Measurement of heart rate variability (HRV)

After a 5-min resting period, subjects received the 3-leads ECG recording in the sitting position for 1 min. After the 1 min cold stimulation, the same ECG process was repeated. The R-R peak was extracted and analyzed by the Kubios HRV Premium software (version 2.2; University of Eastern Finland). The index of Low frequency divides high frequency (LF/HF index) was calculated.

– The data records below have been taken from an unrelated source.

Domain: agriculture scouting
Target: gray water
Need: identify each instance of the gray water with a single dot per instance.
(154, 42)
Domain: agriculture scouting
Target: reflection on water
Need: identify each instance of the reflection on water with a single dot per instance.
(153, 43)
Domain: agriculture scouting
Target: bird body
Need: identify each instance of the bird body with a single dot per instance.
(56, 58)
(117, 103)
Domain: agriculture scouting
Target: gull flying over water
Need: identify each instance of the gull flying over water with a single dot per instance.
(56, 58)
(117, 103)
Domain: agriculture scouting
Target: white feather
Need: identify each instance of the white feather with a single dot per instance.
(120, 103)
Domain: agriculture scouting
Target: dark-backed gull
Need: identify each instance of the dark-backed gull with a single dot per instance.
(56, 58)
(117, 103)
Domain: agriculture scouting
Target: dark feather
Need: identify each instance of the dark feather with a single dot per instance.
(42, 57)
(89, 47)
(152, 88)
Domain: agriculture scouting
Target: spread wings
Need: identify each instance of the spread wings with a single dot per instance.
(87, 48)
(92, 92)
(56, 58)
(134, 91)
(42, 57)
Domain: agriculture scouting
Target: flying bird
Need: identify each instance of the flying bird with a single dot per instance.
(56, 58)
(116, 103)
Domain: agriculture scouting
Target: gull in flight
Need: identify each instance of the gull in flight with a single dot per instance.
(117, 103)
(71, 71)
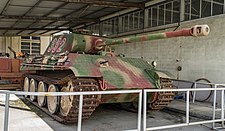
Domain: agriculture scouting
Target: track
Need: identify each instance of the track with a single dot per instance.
(90, 102)
(162, 99)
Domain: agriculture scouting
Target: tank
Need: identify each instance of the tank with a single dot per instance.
(77, 63)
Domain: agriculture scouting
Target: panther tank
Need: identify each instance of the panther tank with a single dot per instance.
(77, 63)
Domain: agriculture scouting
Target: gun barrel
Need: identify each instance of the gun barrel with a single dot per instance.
(197, 30)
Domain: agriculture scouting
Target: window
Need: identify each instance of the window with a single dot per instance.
(30, 44)
(202, 8)
(164, 13)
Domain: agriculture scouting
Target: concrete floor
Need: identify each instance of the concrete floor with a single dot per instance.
(105, 118)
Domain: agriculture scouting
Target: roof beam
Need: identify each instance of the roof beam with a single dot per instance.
(6, 6)
(83, 7)
(104, 3)
(37, 18)
(49, 29)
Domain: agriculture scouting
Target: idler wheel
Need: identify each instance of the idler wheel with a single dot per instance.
(42, 87)
(65, 103)
(53, 101)
(33, 88)
(26, 85)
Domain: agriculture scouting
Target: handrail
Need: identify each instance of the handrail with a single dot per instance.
(81, 94)
(188, 123)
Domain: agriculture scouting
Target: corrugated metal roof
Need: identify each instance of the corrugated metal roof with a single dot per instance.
(44, 17)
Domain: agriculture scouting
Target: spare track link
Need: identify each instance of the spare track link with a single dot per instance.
(90, 102)
(163, 98)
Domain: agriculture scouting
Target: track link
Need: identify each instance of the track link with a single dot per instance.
(90, 102)
(162, 99)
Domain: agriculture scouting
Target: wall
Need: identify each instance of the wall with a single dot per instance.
(199, 57)
(14, 43)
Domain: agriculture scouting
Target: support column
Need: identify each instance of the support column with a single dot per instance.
(182, 10)
(146, 15)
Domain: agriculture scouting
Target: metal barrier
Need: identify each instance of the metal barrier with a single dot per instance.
(188, 123)
(81, 94)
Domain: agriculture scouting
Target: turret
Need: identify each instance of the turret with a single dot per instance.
(91, 44)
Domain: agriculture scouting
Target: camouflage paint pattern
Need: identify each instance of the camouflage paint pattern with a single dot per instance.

All measurements were taken by two observers blinded. Cases of a discrepancy of >15% were resolved by consulting the senior-most author. All data were recorded and stored for later statistical analyses.

Statistical analyses

All statistical analyses were performed using SPSS software (Version 16.0, SPSS Inc., Chicago, IL, USA). The data are presented as mean values (Means ± SDs). One-way repeated-measures ANOVA was used to compare differences in nasal and temporal SCAR (SCAR-n; SCAR-t), as well as IOP, TMTH, LF/HF, pupil diameter (PD), MOPP, HR, RVD and ODVD at three different time-periods. The paired-sample T test was used to compare the parameters at two different time points in the control group. The linear regression analyses were adopted to examine the relationship between the variations of SCAR-m (the mean value of SCAR-n and SCAR-t) and the change of IOP, the change of PD and the change of LF/HF from T0 to T2 (ΔSCAR-m, ΔIOP, ΔPD and ΔLF/HF). All tests were two-tailed. Statistical significance was defined as a P-value < 0.05.